A director from an underrepresented community is defined as an individual who self identifies as Black, African American, Hispanic, Latino, Asian, Pacific Islander, Native American, Native Hawaiian or an Alaskan native as well as one who self identifies as gay, lesbian, bisexual or transgender. A racially diverse female would qualify for both categories.
With so many corporations in need of compliance with this law, these corporations need to plan for these changes sooner rather than later. Policies need to be updated and applicable corporations need to determine what changes, if any, they need to make.
It may include decreasing or increasing the number of directors. It may include adding or deleting policies.
Do they have term limits? Do they need term limits? How will they locate the talent needed in order to be in compliance prior to the deadline?
An individual or individuals should be tapped with analyzing where a corporation currently stands and what is needed prior to the deadline so they can assemble tasks needed to be completed with deadlines to ensure they meet the deadline.
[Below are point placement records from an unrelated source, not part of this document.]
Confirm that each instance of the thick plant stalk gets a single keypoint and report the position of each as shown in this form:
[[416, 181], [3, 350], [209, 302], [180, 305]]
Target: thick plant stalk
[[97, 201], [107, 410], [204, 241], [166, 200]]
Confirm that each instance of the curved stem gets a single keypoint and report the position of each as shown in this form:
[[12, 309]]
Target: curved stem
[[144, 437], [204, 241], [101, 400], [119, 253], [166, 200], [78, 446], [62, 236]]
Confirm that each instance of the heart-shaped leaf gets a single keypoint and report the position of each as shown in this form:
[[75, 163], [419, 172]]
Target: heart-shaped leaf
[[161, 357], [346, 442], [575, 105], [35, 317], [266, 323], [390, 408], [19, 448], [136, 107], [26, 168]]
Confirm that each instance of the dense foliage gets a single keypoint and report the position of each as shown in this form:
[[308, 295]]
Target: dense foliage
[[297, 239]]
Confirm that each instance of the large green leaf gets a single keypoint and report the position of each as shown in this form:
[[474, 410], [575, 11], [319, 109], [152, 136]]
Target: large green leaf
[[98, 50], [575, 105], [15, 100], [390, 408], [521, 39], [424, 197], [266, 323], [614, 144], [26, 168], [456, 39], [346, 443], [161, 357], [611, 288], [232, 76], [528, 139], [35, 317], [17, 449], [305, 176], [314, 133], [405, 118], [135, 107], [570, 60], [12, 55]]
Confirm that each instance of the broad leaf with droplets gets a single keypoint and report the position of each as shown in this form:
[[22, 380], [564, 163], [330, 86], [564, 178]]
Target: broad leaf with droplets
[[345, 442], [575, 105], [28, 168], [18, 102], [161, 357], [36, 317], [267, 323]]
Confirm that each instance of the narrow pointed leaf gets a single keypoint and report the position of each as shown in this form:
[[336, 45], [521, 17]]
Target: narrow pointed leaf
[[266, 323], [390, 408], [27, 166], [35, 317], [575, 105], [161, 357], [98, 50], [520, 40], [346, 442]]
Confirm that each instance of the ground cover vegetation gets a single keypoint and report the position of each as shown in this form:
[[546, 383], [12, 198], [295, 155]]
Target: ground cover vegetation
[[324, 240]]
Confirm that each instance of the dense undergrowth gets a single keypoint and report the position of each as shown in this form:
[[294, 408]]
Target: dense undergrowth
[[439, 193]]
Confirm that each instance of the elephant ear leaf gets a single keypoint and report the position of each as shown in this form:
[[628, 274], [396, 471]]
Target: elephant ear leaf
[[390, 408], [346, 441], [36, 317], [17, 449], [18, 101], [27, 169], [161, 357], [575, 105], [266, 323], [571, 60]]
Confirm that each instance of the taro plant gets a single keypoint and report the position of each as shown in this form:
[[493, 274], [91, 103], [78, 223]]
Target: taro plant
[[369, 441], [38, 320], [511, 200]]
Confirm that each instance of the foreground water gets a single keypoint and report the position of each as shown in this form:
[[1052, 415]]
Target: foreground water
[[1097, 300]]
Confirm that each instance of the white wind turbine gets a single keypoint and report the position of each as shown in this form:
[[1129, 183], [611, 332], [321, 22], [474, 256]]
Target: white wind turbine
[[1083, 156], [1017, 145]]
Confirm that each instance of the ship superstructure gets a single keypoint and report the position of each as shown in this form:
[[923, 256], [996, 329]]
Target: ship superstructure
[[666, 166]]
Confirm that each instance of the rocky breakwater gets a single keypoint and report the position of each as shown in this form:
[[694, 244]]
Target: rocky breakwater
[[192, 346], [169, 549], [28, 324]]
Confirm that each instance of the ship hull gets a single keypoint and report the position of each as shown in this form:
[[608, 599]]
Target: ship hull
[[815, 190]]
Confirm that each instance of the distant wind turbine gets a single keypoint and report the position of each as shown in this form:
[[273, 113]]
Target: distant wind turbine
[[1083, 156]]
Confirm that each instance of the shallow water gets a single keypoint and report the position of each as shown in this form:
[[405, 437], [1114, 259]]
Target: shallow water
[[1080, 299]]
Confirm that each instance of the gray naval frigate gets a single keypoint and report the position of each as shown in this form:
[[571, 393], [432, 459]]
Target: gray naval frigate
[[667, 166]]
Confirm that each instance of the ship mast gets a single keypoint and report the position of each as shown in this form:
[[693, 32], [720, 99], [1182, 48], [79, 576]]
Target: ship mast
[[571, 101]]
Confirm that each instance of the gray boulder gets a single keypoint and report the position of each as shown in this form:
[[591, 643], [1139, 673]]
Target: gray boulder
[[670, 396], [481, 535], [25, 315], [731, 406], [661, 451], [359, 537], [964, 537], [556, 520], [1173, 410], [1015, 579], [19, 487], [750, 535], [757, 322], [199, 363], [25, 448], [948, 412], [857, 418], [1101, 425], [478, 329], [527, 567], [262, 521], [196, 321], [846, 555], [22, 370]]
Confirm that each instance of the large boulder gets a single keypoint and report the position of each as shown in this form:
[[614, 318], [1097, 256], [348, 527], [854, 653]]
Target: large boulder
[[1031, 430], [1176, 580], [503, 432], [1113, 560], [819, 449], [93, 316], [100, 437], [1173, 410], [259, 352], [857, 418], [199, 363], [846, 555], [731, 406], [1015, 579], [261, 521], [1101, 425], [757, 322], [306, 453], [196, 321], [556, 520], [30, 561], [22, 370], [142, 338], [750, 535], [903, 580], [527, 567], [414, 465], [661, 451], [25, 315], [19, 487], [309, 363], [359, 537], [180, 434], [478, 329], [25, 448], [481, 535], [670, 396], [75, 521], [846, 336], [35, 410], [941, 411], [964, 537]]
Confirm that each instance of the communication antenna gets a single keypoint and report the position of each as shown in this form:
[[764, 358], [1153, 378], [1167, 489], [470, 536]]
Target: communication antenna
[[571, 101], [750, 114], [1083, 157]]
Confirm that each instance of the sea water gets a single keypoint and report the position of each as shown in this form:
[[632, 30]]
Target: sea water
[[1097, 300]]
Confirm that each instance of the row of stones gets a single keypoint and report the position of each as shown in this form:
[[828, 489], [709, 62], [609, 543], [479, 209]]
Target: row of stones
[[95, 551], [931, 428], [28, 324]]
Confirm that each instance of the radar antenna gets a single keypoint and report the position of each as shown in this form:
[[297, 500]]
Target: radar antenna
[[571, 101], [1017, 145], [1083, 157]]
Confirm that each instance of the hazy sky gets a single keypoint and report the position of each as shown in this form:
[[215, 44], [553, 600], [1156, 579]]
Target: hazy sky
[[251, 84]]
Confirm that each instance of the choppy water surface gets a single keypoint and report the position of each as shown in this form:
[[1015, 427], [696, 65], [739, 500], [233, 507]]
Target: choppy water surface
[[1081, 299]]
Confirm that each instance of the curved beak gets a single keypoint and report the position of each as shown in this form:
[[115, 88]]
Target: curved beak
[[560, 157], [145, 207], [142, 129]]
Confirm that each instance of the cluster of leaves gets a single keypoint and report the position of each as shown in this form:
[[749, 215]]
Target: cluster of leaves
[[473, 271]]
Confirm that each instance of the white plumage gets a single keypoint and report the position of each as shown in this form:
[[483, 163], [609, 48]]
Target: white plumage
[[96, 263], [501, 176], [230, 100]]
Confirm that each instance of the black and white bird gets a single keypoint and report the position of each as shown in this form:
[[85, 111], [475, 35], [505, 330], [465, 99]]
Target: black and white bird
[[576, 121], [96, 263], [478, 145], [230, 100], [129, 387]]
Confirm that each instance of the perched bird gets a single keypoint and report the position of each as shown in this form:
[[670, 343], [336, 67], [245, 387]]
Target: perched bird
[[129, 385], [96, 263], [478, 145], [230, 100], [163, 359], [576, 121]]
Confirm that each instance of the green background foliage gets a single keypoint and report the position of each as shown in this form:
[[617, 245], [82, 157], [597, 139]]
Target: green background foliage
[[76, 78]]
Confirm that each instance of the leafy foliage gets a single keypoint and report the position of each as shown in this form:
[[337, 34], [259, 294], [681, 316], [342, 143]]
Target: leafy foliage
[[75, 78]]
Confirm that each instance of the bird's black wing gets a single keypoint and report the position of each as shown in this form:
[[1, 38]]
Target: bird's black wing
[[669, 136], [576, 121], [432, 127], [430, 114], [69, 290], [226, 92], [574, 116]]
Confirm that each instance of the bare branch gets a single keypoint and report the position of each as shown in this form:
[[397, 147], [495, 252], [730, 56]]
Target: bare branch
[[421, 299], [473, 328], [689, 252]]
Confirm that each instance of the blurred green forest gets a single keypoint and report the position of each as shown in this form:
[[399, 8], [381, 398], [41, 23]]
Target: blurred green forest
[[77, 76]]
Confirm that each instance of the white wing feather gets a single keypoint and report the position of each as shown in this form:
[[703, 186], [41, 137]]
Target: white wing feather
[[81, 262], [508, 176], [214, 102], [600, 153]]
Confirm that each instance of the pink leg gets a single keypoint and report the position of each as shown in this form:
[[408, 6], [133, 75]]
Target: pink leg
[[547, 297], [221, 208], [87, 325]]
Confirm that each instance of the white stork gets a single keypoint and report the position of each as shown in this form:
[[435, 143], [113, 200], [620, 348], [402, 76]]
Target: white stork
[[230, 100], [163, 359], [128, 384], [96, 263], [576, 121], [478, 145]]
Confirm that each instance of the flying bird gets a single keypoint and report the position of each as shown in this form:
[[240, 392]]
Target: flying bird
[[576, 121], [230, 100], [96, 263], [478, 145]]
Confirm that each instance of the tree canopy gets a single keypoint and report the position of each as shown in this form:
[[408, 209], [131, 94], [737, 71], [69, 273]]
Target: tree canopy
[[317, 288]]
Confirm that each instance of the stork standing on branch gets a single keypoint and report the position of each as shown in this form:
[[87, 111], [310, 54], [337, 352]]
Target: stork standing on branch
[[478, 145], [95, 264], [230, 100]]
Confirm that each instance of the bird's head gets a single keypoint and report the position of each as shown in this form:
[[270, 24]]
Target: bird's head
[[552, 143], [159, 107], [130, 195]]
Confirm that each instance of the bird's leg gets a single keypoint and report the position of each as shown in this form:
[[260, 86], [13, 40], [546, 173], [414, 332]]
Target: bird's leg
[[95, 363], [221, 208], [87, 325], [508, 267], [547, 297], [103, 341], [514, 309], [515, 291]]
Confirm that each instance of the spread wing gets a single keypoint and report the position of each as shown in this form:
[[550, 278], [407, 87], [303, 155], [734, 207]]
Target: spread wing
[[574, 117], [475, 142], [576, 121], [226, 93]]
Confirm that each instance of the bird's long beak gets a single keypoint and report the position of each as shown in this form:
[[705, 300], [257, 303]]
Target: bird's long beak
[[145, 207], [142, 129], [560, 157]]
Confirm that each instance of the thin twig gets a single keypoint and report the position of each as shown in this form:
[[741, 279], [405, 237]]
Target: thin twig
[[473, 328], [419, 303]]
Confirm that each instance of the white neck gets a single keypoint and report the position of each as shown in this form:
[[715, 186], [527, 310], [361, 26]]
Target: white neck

With these new laws, California employers as well as out of state employers with California employees need to update their handbooks — a seemingly annual tradition.
They will also need to provide additional training if needed, adhere to new reporting guidelines and update any necessary procedures.
A simple, unintentional mistake can be costly in California. Here's hoping for an end to the pandemic.
Mellissa Schaferis is a partner at Hinshaw & Culbertson LLP.
The opinions expressed are those of the author(s) and do not necessarily reflect the views of the firm, its clients or Portfolio Media Inc., or any of its or their respective affiliates. This article is for general information purposes and is not intended to be and should not be taken as legal advice.